What I would like is one that has 0 “influence” and 0 “width” parameters. I find peaks consistently that are very small, and always in a similar place (which for two or more years I have named the “tiny” peak, that lies in the valley between the N term peak and the glycosylation peak(s) of surfactant protein D. I have rarely found that the peak finding apps (this includes scipy, octave, excel templates, stackoverflow) find those peaks with any regularity, in spite of the fact that they very often find “peaks” that I would never assume would be a peak.
I have used the same .csv file of two plots (each a hexamer, thus two trimers) of a dodecamer of surfactant protein D and applied several iterations of Octave iPeakM. The counts below are for peaks per trimer (the N term is included in each trimer though it is a central peak in this molecule, and is included in the count only once in each hexamer). (as an aside, it is interesting that this central N term peak often has divisions, as is seen in one plot, but not the other).
Peak widths for all the Octave plots are determine without my influence.
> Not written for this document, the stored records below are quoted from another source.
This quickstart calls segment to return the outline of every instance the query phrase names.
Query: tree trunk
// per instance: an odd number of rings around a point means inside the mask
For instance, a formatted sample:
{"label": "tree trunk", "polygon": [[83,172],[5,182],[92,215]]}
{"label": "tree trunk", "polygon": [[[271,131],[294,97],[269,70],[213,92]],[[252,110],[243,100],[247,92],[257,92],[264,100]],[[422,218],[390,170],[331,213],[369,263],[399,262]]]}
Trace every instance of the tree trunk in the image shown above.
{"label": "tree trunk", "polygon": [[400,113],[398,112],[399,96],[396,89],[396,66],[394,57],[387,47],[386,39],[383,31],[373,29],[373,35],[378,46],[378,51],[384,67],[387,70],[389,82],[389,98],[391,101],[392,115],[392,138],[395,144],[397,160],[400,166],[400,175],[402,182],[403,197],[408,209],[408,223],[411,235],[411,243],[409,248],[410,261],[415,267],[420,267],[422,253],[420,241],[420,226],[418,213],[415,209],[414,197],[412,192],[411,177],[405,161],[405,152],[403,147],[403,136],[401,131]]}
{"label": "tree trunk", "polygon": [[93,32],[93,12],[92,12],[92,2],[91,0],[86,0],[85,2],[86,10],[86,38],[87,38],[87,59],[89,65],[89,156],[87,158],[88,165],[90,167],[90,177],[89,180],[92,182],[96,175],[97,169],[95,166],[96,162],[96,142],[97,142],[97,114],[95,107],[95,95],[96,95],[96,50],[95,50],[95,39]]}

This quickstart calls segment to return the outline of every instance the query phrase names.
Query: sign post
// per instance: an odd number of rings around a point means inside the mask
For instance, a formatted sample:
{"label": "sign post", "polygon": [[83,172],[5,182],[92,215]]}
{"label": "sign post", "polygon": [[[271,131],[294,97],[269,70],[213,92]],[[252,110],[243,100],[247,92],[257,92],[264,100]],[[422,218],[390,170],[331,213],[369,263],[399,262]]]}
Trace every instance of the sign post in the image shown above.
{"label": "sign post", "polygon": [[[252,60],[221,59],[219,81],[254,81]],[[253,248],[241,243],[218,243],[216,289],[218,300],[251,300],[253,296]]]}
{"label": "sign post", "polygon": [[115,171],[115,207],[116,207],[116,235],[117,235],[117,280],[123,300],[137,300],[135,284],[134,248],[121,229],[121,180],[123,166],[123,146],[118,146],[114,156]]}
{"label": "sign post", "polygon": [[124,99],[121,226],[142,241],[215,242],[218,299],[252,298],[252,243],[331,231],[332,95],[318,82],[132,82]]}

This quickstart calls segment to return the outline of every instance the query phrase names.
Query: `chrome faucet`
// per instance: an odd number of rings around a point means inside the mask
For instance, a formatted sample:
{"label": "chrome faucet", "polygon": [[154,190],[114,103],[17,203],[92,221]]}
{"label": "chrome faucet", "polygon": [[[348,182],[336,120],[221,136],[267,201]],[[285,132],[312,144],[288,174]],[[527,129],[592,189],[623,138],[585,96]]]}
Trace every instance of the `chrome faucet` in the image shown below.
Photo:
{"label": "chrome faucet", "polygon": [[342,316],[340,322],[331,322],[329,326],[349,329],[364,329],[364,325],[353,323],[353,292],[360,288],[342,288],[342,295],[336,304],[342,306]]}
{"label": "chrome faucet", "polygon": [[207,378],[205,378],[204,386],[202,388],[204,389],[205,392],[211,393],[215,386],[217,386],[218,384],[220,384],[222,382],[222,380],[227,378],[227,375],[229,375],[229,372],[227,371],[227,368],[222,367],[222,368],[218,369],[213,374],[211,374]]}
The most botton plot, is MY ORIGINAL PLOT, from before I ever started using Octave or any other peak finding app. Thus something between iPeakM60-80 was/is the best (but not perfect) match for my own findings. Coloration of the peaks is done for the sake of observing obvious symmetry, the N term peak (peach) the glycosylation peaks (light green) and the CRD peaks (orange) are known (and reported peaks). Four additional peaks are consistently found per trimer. Five additional peaks (total of 8, counting the N term in a trimer) in each trimer is the typical number of peaks found. (that data obtained from almost 1000 plots of trimers previously).